3. Klatzmann, D., Champagne S., Chamaret S., Griest J., Guetard D., Hercend T., Gluckman J.-C. & Montagnier L. T-lymphocyte T4 molecule behaves as the receptor for human retrovirus LAV. Nature 312, 767-768 (1984).
4. Dalgleish A.G., Beverley P.C.L., Clapham P.R., Crawford D.H., Greaves M.F. & Weiss R.A. The CD4 (T4) antigen is an essential component of the receptor for the AIDS retrovirus. Nature 312, 763-767 (1984).
5. Weiss R.A. How does HIV cause AIDS? Science 260,1273-1279 (1993).
6. Sattentau Q.J., Clapham P.R., Weiss R.A., Beverley. P.C.L., Montagnier L., Alhalabi M.F., Gluckmann J.-C. & Klatzmann D. The human and simian immunodeficiency viruses, HIV-1, HIV-2 and SIV interact with similar epitopes on their cellular receptor, the CD4 molecule. AIDS 2, 101-105 (1988).

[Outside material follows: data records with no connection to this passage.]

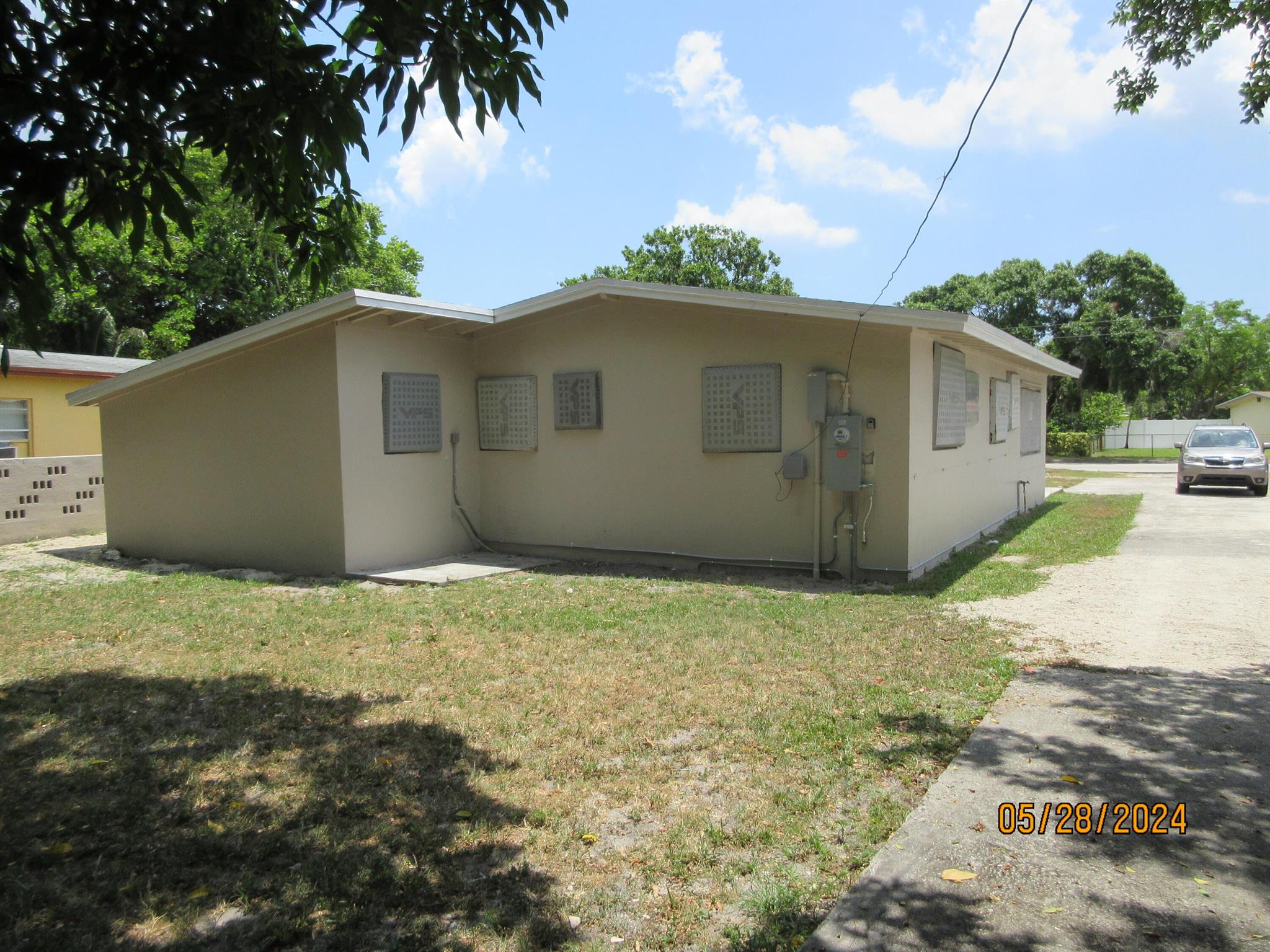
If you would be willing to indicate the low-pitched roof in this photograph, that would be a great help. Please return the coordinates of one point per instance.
(1241, 398)
(360, 305)
(56, 364)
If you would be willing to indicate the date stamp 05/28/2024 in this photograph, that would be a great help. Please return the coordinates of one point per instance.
(1126, 818)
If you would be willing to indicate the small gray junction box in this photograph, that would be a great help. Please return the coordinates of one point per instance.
(843, 452)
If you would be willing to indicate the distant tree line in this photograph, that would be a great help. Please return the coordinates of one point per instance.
(1124, 322)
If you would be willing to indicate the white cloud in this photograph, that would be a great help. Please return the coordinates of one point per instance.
(766, 218)
(709, 97)
(1050, 93)
(913, 22)
(438, 161)
(825, 154)
(704, 92)
(535, 168)
(1245, 197)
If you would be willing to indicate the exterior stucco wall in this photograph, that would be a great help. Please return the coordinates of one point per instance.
(958, 493)
(234, 464)
(398, 507)
(643, 483)
(56, 428)
(1254, 413)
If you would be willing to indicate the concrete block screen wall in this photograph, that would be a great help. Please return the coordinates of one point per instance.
(607, 419)
(45, 496)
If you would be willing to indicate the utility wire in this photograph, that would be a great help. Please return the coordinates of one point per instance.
(943, 183)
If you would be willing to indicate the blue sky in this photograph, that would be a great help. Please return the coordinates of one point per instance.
(824, 128)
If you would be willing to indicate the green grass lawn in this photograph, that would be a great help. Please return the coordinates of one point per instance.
(1160, 454)
(1163, 454)
(538, 760)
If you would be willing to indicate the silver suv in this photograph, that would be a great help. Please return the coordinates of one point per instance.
(1222, 456)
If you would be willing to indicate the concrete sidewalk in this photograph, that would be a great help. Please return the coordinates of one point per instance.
(1143, 469)
(1174, 721)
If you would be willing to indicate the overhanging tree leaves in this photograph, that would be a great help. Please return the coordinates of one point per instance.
(699, 257)
(1176, 32)
(100, 98)
(230, 273)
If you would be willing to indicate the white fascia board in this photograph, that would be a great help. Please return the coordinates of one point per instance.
(1240, 399)
(300, 319)
(943, 322)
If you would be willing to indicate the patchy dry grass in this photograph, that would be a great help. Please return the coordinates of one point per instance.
(1067, 527)
(541, 760)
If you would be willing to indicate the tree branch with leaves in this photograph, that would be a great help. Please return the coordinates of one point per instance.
(100, 99)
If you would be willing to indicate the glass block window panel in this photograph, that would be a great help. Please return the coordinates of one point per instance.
(412, 413)
(741, 409)
(1033, 423)
(577, 400)
(14, 420)
(507, 413)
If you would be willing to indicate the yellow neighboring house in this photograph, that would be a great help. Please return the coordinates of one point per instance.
(35, 416)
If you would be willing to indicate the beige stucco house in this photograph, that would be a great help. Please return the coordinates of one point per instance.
(611, 420)
(1251, 409)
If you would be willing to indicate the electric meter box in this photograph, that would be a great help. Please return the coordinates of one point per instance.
(843, 452)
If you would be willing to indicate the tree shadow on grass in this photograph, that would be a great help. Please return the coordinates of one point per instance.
(238, 814)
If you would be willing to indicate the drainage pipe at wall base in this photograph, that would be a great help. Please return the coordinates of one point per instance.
(940, 555)
(815, 508)
(454, 491)
(760, 563)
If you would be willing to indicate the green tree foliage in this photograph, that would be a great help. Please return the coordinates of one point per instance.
(1176, 31)
(231, 272)
(1124, 322)
(1225, 351)
(699, 257)
(99, 100)
(1099, 412)
(1015, 298)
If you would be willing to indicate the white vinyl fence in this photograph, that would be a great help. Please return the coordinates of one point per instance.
(43, 496)
(1147, 434)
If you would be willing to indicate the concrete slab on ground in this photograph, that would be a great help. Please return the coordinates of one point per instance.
(1146, 469)
(1162, 699)
(443, 571)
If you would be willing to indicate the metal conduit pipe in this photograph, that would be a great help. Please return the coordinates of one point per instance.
(941, 552)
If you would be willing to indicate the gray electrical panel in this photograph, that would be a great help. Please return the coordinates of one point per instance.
(843, 452)
(577, 400)
(794, 466)
(817, 397)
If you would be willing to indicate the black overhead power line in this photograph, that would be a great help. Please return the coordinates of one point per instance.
(943, 183)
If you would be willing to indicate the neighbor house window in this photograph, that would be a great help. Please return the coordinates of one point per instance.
(14, 420)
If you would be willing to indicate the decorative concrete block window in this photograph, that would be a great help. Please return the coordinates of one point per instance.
(16, 423)
(412, 413)
(577, 400)
(507, 412)
(741, 409)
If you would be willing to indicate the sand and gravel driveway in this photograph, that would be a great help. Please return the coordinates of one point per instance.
(1165, 699)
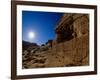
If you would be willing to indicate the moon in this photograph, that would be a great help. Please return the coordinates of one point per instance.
(31, 35)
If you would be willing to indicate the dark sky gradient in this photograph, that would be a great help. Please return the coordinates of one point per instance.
(41, 23)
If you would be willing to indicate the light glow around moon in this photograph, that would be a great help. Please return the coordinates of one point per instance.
(31, 35)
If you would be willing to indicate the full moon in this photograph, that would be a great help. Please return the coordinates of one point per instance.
(31, 35)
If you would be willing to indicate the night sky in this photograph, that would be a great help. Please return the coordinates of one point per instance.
(41, 23)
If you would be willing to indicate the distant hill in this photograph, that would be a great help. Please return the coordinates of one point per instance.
(28, 46)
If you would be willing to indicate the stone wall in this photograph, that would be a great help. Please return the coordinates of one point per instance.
(72, 25)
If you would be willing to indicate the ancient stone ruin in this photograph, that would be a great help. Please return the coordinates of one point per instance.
(69, 48)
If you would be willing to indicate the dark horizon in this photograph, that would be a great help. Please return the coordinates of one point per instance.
(41, 23)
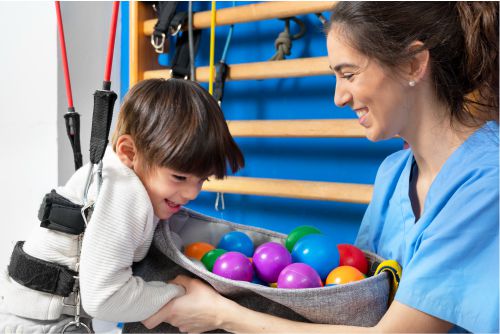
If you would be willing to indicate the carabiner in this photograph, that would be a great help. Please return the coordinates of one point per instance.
(158, 46)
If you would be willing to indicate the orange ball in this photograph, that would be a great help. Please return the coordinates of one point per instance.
(196, 250)
(343, 275)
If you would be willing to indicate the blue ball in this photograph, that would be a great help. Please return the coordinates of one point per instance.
(236, 242)
(318, 251)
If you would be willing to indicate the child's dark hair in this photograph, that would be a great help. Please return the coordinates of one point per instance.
(177, 124)
(462, 39)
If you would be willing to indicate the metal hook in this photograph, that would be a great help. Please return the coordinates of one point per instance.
(158, 46)
(176, 31)
(77, 324)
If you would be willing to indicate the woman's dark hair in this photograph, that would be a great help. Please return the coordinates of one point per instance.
(177, 124)
(462, 39)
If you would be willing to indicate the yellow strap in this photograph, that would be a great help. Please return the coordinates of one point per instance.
(212, 49)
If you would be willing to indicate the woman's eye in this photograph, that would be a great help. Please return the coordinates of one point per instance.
(179, 178)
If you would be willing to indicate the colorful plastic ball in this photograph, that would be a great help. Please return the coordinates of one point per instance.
(298, 233)
(343, 275)
(196, 250)
(269, 260)
(198, 264)
(352, 256)
(236, 241)
(210, 257)
(318, 251)
(257, 280)
(299, 276)
(235, 266)
(177, 240)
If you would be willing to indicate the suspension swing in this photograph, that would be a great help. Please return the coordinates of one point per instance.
(59, 213)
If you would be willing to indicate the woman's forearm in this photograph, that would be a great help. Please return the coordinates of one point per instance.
(238, 319)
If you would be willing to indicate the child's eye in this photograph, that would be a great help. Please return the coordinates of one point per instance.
(347, 76)
(179, 177)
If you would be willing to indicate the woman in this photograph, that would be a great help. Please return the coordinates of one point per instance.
(427, 72)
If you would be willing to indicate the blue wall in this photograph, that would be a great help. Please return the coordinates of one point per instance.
(337, 160)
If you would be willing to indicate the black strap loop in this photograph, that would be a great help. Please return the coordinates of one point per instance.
(104, 102)
(40, 275)
(180, 61)
(72, 120)
(60, 214)
(221, 72)
(166, 11)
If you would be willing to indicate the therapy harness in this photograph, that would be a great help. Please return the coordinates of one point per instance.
(57, 212)
(171, 22)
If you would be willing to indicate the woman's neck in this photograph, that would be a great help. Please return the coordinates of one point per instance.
(433, 138)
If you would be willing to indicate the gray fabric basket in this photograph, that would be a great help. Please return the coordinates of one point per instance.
(361, 303)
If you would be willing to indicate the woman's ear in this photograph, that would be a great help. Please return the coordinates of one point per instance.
(126, 150)
(419, 63)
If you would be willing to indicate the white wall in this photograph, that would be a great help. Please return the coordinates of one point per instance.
(86, 27)
(35, 152)
(28, 115)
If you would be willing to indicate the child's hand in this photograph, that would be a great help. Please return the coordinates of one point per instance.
(197, 311)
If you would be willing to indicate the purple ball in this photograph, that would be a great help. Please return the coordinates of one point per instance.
(269, 260)
(299, 276)
(235, 266)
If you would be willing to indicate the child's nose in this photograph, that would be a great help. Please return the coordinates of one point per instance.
(190, 192)
(341, 96)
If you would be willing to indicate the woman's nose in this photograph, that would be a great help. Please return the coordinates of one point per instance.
(341, 96)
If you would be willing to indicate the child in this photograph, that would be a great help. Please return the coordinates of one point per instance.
(170, 136)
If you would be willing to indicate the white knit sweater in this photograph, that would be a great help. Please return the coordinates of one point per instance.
(119, 233)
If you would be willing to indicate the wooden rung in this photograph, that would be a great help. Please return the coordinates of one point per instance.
(301, 67)
(253, 12)
(326, 191)
(321, 128)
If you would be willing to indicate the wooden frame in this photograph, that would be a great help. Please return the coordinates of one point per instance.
(143, 65)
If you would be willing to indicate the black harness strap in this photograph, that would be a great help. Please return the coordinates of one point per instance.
(58, 213)
(104, 101)
(40, 275)
(180, 62)
(166, 11)
(221, 72)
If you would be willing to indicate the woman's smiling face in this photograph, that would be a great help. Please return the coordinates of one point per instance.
(377, 97)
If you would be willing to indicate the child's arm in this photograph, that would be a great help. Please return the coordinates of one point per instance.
(119, 233)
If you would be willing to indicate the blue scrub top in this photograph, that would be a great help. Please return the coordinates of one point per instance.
(450, 256)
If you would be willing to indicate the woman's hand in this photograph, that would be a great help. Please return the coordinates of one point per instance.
(199, 310)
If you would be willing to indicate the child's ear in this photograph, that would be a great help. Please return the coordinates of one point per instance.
(126, 151)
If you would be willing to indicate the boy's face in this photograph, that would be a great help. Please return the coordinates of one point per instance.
(168, 189)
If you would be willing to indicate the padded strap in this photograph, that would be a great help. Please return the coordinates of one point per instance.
(40, 275)
(181, 62)
(104, 101)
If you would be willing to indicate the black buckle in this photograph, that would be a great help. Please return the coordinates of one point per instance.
(60, 214)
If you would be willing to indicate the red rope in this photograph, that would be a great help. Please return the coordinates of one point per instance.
(111, 42)
(69, 94)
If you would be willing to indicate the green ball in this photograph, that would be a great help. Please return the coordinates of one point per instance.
(210, 257)
(297, 233)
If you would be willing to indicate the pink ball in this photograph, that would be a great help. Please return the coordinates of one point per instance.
(269, 260)
(235, 266)
(299, 276)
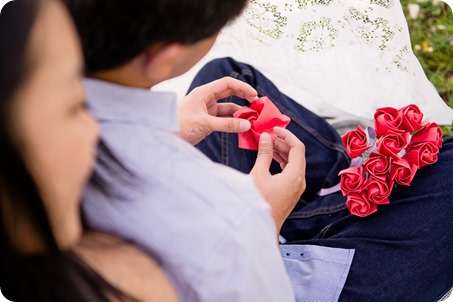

7. McCoy L.E. & Burton D.R. Identification and specificity of broadly neutralizing antibodies against HIV. Immunol. Rev. 275,1-20 (2017).
8. Deen. K. C., McDougal, J. S., Inacker, R., Folena-Wasserman, G , Arthos, J., Rosenberg, J., Maddon. P J., Axel, R. & Sweet, R. W. A soluble form of CD4 (T4) protein inhibits AIDS virus infection. Nature 331, 82-84 (1988).
9. Maddon P.J., Dalgleish A.G., McDougal J.S., Clapham P.R., Weiss R.A. & Axel R. The T4 gene encodes the AIDS virus receptor and is expressed in the immune system and the brain. Cell 47: 333-348 (1986).